Выдра только кивнул вместо ответа, нагнулся и стал что-то перебирать в нижних ящиках. Он будто устыдился того, что был застигнут в минуту проявления слабости. Он вытащил замусоленную папку и машинально перевернул листы. Уголовный кодекс, свод законов, служебные инструкции.

— Да, собираюсь, вот немного и загрустил.

— Почему? — Девушке хотелось как-то подбодрить его. — Ведь вы с таким нетерпением ждали, когда будете иметь время выращивать ваших ангорских кроликов.

— Это так, только... — Выдра не закончил фразу. Среди бумаг он что-то нашел. Фотография! Он долго смотрел на нее, потом подал Бланке: — Посмотри, каким я был, когда мне было тридцать. Тогда мы еще ходили в жандармской форме. Хорош парень, правда?

— Хорош, — засмеялась Бланка.

— Только служба в полиции, моя дорогая, это не профессия, это удел, — продолжал Выдра свои рассуждения. — Удел, от которого уже не избавишься до самой смерти.
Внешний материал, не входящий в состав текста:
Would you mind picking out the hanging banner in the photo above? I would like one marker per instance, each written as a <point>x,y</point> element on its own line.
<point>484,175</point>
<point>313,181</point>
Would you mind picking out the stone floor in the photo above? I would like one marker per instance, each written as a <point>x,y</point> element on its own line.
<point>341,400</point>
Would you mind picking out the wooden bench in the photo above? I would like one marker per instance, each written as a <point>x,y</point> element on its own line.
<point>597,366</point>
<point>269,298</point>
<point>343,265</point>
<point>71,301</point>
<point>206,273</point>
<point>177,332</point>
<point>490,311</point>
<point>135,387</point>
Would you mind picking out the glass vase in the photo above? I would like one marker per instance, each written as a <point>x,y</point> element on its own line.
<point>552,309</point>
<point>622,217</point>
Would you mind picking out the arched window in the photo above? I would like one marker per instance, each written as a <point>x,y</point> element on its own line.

Ведь я без службы сойду с ума с моими кроликами.

Он медленно вытащил из кобуры пистолет, тщательно проверил магазин и ствол, чтобы убедиться, что они пустые... Подержав пистолет напоследок в ладонях, он положил его затем на самый верх кучки предметов, олицетворявших всю его бывшую жизнь.

— А к кому ты, собственно, пришла? К Земану?

— Почему именно к Земану?

— Ну, я думал... Мне всегда казалось, что у него глаза так и постреливают в твою сторону, когда ты проходишь мимо.

— Я пришла за Лойзой Бартиком. Товарищ Кршиж срочно созывает внеочередное совещание районного комитета КПЧ.

— Лойза в соседней комнате, у начальника. Не знаю, отпустит ли его сейчас Блага.

В этот момент снова раздался протяжный жуткий крик. Потом второй.

Бланка испугалась:

— О господи, что там происходит?

— Допрос, — объяснил ей Выдра. — Обрабатывают того парня, которого мы схватили ночью.

— И при этом его бьют?

Выдра обиженно выпрямился:

— В этом отделе еще никого никогда не били, запомни, девочка. Во всяком случае, при мне! — Он все же вышел в соседнюю комнату, однако тут же вернулся, бледный, с нервной дрожью в пальцах. — Он сейчас придет. Его отпустили. — После этих слов он тяжело оперся о дверной косяк, будто ему сразу стало плохо.

— Что с вами, пан Выдра? — подскочила к нему Бланка.

— Ничего, ничего... — И, как бы отгоняя кошмарный сон, он добавил: — Мне кажется, что мои мечты об ангорских кроликах пока что останутся мечтами!

Глаза допрашиваемого, расширенные от ужаса, лихорадочно бегали, по шее стекали ручейки пота. Надпоручик Блага положил перед собой на столе пистолет, придвинул стул и сел на него верхом.